Stonebridge-Hoffman also has an agreement with the county to rebuild the adjacent section of the Capital Crescent bike trail, better integrating the path into downtown and fixing its dead end into Bethesda Avenue, where developers will widen and landscape the path with pavers. "Now there will be a place to stop" says Stonebridge's Firstenberg. "You will have a beautiful hardscape telling you you're in the middle of this urban area." Firstenberg also has plans for a bike drop-off on Woodmont once the residences are complete, now that bikers are loosing their unloading point, with a connection behind the building to the trail.
But developers will bury the most controversial portion, the project's 1400-space garage, for which the county approved $89m in 2008, a decision many saw as unwise, unnecessary, and wasteful. The complex land agreement with the county, which owns the land, requires developers to pay the county in a plan Firstenberg calls "tantamount to an air rights deal." The county will pay the Stonebridge team for its costs to build the public parking, up to $89m. "We're certainly hoping to spend less" says Firstenberg, who notes falling construction costs. "The construction world has changed." Project architect Federico Olivera Sala of SK&I notes that the team is "trying to reduce" the overall number of parking spaces.

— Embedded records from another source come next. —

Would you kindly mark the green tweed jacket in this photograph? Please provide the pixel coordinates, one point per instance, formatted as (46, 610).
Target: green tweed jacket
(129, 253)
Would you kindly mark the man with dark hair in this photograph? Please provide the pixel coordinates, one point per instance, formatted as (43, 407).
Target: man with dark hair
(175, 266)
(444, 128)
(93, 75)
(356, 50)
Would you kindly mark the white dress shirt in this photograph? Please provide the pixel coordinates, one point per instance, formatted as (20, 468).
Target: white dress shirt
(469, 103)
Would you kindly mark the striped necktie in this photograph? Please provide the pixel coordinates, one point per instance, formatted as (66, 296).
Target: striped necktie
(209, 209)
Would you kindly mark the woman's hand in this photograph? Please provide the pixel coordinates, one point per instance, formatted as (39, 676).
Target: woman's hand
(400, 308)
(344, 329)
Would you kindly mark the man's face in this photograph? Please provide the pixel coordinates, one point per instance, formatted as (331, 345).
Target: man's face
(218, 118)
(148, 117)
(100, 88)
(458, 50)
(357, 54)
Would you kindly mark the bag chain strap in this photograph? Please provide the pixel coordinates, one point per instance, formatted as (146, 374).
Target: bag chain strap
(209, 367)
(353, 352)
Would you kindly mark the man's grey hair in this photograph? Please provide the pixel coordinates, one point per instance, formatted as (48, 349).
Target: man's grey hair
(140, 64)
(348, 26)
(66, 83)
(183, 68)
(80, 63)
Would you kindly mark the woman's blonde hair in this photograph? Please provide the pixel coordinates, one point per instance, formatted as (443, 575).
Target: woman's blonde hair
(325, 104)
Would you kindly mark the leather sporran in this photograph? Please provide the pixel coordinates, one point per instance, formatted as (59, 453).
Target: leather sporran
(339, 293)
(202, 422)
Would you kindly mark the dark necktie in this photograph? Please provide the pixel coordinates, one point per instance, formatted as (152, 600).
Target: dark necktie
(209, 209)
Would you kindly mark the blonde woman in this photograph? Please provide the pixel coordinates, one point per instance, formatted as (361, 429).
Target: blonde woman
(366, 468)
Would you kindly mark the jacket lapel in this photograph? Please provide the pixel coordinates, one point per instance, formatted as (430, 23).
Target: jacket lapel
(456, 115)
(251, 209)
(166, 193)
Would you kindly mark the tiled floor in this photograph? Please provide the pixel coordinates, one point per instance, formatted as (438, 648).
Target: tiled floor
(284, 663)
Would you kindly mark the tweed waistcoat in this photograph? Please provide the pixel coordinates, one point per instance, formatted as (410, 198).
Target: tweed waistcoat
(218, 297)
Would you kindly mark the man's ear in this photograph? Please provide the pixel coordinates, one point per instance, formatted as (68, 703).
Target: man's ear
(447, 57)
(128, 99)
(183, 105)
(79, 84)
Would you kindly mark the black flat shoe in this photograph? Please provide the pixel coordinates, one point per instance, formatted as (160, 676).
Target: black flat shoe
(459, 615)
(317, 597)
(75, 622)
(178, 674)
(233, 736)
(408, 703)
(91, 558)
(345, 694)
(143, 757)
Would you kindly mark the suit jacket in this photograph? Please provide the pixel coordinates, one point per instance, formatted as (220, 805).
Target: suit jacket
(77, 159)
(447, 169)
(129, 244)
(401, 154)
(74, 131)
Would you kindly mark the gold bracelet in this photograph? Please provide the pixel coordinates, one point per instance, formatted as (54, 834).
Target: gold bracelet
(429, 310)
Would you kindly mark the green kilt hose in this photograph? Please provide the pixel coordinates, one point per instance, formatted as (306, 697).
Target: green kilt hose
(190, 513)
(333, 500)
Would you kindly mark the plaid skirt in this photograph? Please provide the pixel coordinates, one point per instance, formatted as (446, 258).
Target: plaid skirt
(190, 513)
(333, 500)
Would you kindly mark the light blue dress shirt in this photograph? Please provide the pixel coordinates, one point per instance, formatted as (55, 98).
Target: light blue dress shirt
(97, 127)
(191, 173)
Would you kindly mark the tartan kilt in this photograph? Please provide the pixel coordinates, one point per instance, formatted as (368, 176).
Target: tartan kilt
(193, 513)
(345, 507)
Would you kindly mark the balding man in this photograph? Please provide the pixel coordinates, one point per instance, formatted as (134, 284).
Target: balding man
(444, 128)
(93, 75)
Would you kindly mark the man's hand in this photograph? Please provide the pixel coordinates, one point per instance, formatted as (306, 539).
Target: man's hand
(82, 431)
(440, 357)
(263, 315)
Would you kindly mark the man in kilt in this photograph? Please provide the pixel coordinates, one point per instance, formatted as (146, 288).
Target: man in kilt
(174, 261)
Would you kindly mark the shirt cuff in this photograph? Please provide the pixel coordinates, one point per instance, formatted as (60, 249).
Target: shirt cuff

But transit and smart growth organizations, while applauding the overall development as urban in-fill and transit-oriented, have called parking a boondoggle that puts cars before public transit, with a Metro stop two blocks away and the Purple Line coming soon across the street. "Montgomery County could lease parking from nearby office spaces. We need more flexible strategies...I think looking at pricing is the only way to effectively manage parking, there's plenty of parking within a couple of blocks. Given everyone's budget crisis, spending $80,000 per space hardly seems like a strategic investment," says Cheryl Cort of the Coalition for Smarter Growth, which opposed the spending. Firstenberg disagrees. "There is clearly a parking shortage in Bethesda... Bethesda is one of the county's prime economic engines. Other developers have large projects coming up in the area, those are all major plans. There's a parking shortage today, much less when all the development takes place."
Parking shortage or not, in 3 years Bethesdans will have another garage, an extended Bethesda Row, and calm, freshly paved streets for quiet meandering. Which should be just about the time that JBG digs up the opposite intersection to build a 200,000 s.f. office tower and 250-unit residential tower, and most likely the start of construction for Bethesda's Purple Line station in 2014 right next door. Looks like Bethesda is about to get busy.